September 11, 2019

Channel Surfing on 9/11

Everyone has a story. If the subject comes up, as it often does around September 11, it usually follows a similar trajectory. Hushed voices now: Our protagonist traipses through the beginning of a weekday routine, maybe commuting to a suburban office job or doodling in a middle school math class. The nice weather is remarked upon. Suddenly, the mundane is interrupted by news of an act of shocking violence. Then: television.

Kinda weird, mythologizing the act of remotely viewing a terrorist attack; but somewhat understandable, given the trauma of it all. And television was the dominant screen at the time — the delivery mechanism for news, entertainment, advertising, and perverse hybrids of all three. During and following the attacks, people consumed unsettling amounts of it. As such, our historical record of 9/11 requires an understanding of how it was first broadcast.

Watching the raw news footage is easy enough. The Internet Archive has an incredible collection of videos of the coverage, in real time, across seven days. Unfortunately, the archive has a slight blind spot, in that it only features news broadcasts. As 9/11 occurred, what were the other channels showing?

There are records of TV listings from that time period, but it’s hard to confirm which regularly scheduled programs were interrupted. One would need to see actual recordings of the footage, which at first seems like it’d be near-impossible to find; who was watching anything other than the news that day? And who would have deemed it worthy of recording? Imagine Zapruder turning his camera away from the presidential assassination to film interesting cloud formations.

But never underestimate the vast data repositories of YouTube: the site offers multiple videos of channel surfing 1 on 9/11. Most focus on news networks (like this six-hour video that was originally recorded to a Blockbuster tape), but I was able to find two videos featuring a complete cycle of all channels during two different time periods. The first, a digitized VHS tape uploaded with the title “Cable TV Channels During Morning of 9/11 Attacks,” was recorded starting at 11:25 a.m., from the Dish Network, with a runtime of approximately one hour and seventeen minutes.



The second, another digitized VHS, uploaded as “September 11, 2001 – Surfing DirecTV channels during 9/11,” was recorded starting at 1:09 p.m., and has a runtime of approximately seven minutes.

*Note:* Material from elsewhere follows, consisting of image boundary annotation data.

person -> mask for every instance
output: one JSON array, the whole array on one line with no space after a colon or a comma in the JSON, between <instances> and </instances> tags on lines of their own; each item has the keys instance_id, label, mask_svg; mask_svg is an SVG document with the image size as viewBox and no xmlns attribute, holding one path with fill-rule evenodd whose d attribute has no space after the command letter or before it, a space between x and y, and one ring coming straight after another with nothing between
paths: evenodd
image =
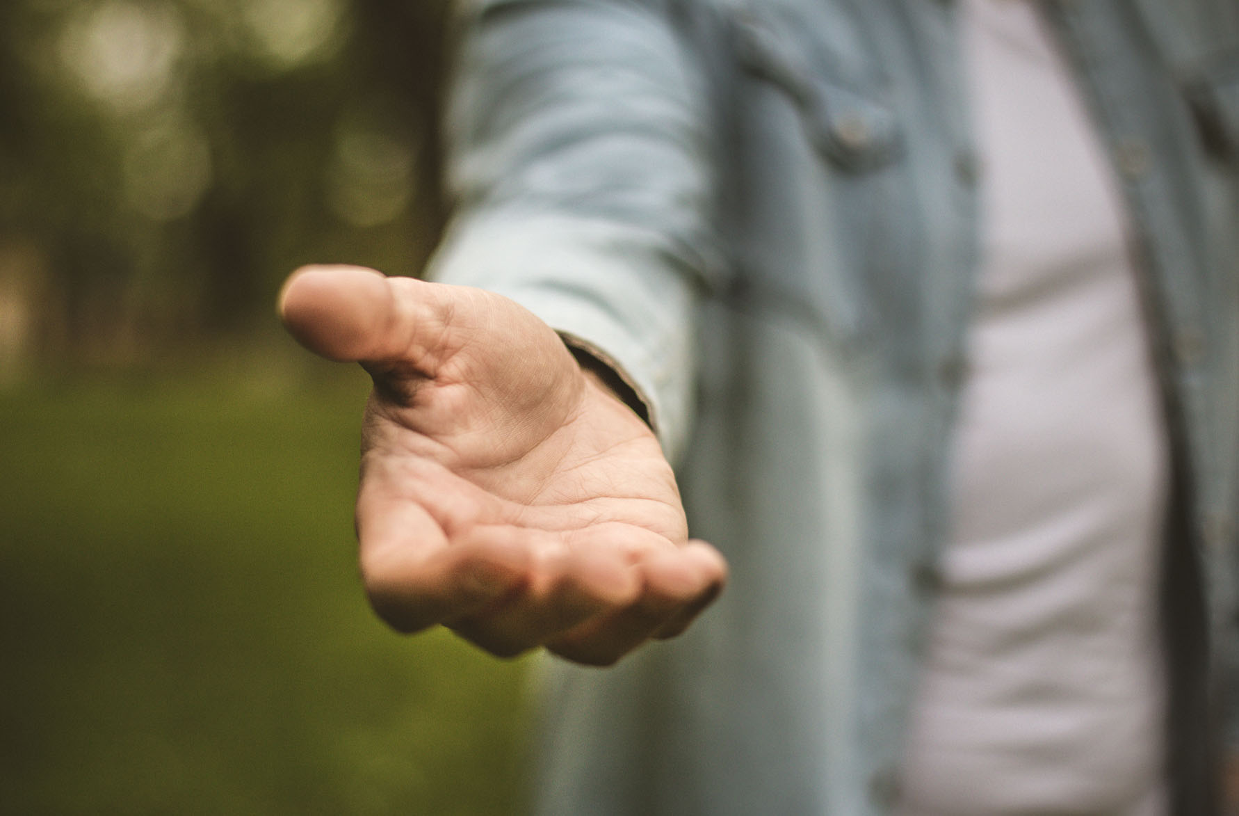
<instances>
[{"instance_id":1,"label":"person","mask_svg":"<svg viewBox=\"0 0 1239 816\"><path fill-rule=\"evenodd\" d=\"M378 614L566 659L538 810L1217 812L1239 7L463 31L436 283L311 268L280 309L374 378Z\"/></svg>"}]
</instances>

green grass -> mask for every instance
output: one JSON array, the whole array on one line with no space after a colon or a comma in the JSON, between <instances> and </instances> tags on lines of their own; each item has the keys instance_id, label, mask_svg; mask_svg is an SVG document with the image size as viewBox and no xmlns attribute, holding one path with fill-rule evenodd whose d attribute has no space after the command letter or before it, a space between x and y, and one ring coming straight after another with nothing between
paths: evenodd
<instances>
[{"instance_id":1,"label":"green grass","mask_svg":"<svg viewBox=\"0 0 1239 816\"><path fill-rule=\"evenodd\" d=\"M510 814L523 663L370 615L359 372L0 392L0 810Z\"/></svg>"}]
</instances>

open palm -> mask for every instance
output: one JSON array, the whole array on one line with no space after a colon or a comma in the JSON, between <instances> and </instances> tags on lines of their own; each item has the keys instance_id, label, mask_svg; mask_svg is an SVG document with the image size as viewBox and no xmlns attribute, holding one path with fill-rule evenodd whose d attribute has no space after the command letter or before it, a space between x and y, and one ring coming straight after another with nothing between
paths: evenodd
<instances>
[{"instance_id":1,"label":"open palm","mask_svg":"<svg viewBox=\"0 0 1239 816\"><path fill-rule=\"evenodd\" d=\"M717 595L726 565L688 541L653 433L522 306L307 268L280 311L302 345L374 379L357 531L367 592L396 629L606 665Z\"/></svg>"}]
</instances>

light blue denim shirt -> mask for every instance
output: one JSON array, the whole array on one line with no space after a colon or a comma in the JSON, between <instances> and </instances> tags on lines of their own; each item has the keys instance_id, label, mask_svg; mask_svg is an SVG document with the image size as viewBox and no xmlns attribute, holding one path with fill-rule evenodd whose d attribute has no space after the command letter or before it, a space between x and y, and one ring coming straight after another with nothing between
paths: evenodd
<instances>
[{"instance_id":1,"label":"light blue denim shirt","mask_svg":"<svg viewBox=\"0 0 1239 816\"><path fill-rule=\"evenodd\" d=\"M628 379L729 590L556 663L548 814L881 814L945 532L978 254L950 0L477 0L432 274ZM1176 461L1175 812L1239 745L1239 4L1046 2L1121 180ZM1053 474L1046 474L1053 479ZM1239 722L1239 721L1237 721Z\"/></svg>"}]
</instances>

The videos are eerie. It turns out a lot of channels continued with normal programming, resulting in a number of stark juxtapositions as the footage casually skips from live-action death-clouds to junk daytime television. Exempli gratia: a few hours after the towers fell, the E! network showed a celebrity profile of New Kids on the Block; Nick played a rerun of Rugrats; and the Rural Free Delivery channel (RFD-TV) had a show on “classic tractors.” The Sci-Fi Channel, meanwhile, broadcast Manimal, the 1983 series about a wealthy playboy who uses his ability to become various animals to fight crime, while MTV2 played music videos, including Drowning Pool’s “Bodies.” 2

As the United States lurched into what would become its endless War on Terror, products were advertised. There was one ad for a now-discontinued antacid gum called Surpass, and another for a brand of sex pills called Enerx. A commercial on the All News Channel trumpeted a pickup truck with impressive safety ratings (apparently, it’s not all news). And on a paid programming segment, the late pitchman Billy Mays demonstrated a powerful yet affordable vacuum cleaner.

Some channels were disrupted. A few showed news coverage from corporate-affiliated networks, while others suspended programming entirely, running disclaimers. Most of the latter were home shopping channels, vaguely referencing “tragic events” without further explanation.

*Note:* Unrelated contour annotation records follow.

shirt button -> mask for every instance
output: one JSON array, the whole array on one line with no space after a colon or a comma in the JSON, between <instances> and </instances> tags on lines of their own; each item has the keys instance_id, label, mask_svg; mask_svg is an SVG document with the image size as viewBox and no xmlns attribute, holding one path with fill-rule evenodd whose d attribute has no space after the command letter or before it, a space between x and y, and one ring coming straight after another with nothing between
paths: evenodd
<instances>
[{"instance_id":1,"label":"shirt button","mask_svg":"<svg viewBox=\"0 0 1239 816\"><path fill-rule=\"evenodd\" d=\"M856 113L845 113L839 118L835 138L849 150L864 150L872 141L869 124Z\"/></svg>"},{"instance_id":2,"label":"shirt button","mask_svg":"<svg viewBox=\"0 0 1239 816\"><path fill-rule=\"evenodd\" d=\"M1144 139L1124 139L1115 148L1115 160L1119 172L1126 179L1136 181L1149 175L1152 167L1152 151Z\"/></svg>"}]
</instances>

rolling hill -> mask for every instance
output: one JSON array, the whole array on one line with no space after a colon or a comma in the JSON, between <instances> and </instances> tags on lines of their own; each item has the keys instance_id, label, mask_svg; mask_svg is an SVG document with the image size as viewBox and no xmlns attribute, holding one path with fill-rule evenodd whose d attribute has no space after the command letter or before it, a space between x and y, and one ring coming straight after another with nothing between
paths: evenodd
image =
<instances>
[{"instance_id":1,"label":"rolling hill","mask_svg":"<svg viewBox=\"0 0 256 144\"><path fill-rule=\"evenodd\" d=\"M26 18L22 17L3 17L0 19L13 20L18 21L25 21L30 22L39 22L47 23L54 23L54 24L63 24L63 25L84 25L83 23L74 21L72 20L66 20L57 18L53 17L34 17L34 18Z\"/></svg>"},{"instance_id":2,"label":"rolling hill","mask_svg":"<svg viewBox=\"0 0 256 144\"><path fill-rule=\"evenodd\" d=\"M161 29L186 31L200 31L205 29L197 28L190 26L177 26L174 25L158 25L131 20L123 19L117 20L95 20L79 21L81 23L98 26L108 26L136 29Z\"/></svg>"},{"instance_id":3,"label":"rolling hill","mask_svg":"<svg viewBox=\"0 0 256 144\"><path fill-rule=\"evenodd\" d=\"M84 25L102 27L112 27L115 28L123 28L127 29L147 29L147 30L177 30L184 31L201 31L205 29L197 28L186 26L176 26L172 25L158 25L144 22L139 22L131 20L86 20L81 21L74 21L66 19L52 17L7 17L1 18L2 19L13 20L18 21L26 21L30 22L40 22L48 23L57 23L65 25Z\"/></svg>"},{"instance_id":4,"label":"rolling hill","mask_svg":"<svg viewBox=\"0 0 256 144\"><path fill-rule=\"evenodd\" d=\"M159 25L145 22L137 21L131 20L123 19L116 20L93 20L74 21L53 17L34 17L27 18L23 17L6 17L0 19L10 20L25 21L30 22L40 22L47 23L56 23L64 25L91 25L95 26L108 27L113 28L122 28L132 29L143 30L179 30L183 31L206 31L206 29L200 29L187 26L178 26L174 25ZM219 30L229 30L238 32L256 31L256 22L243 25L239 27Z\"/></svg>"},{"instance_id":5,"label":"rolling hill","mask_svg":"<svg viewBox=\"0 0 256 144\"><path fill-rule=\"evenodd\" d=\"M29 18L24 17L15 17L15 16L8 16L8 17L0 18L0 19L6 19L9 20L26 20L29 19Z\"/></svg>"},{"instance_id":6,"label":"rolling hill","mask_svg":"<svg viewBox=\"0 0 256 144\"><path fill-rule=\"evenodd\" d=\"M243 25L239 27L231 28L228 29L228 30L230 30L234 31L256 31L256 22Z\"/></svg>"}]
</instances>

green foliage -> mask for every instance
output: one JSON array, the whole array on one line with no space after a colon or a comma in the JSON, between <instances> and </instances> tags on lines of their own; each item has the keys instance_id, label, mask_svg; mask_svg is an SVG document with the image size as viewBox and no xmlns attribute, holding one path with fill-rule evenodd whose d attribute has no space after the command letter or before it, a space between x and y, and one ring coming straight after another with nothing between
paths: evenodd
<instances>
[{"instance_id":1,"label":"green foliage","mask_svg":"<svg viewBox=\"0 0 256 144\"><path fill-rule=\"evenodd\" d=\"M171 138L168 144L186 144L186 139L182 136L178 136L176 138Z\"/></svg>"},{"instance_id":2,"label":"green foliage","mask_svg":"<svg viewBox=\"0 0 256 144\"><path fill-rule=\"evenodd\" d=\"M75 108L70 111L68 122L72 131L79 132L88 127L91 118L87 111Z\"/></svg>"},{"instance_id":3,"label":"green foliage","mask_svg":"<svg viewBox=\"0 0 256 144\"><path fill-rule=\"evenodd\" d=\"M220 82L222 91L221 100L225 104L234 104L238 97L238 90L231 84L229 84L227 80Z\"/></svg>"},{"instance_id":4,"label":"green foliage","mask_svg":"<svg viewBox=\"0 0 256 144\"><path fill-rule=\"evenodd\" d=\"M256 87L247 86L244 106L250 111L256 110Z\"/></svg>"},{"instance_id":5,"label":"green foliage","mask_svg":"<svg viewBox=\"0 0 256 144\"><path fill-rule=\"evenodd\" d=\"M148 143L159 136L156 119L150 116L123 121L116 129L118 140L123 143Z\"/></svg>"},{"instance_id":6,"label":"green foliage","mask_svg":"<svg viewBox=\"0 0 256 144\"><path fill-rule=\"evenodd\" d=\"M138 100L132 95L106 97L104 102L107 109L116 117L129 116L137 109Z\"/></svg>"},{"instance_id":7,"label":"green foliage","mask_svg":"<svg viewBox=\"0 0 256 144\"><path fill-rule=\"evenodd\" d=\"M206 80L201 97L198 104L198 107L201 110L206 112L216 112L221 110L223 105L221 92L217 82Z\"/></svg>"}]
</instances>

While I don’t recommend watching hours of 9/11 broadcast footage, it’s worth sitting through at least a few minutes. The videos offer a clearer view of how corporate media handled (or ignored) the attacks. There’s an unnerving verisimilitude to it; this is pretty close to what it was like to watch television that day, before the collective narrative congealed into short clips of destruction and hawkish political speeches.

The uncomfortable tonal clashes in the channel surfing videos are also hints of the postmodern media hellscape to come. On today’s handheld screens, our feeds are largely accelerated versions of these videos, in which live videos of bloody mass shootings are witnessed adjacent to ads for greasy fast food pizza and anti-hair loss cream. Not exactly surprising, as that’s just some of the dark machinery undergirding our society, right? Extreme violence and fear mixed with upbeat consumerism. Pure, uncut Americana.

  1. It occurs to me that “channel surfing” is a potentially antiquated activity, eradicated by streaming services and on-demand shows. To those too young to have experienced it: basically there was a point in time where people would absently flip through all channels, looking for something to watch, or simply to avoid commercial breaks. The practice has been replaced by infinite pull-to-refresh social media feeds and hopping between multiple-browser tabs as pre-roll ads play.
  2. Obviously tone-deaf, considering the lyrics (the lead singer repeatedly screams “Let the bodies hit the floor!”), and also notable, considering the song was later included on Clear Channel’s memorandum about “lyrically questionable” songs to avoid playing after the attacks.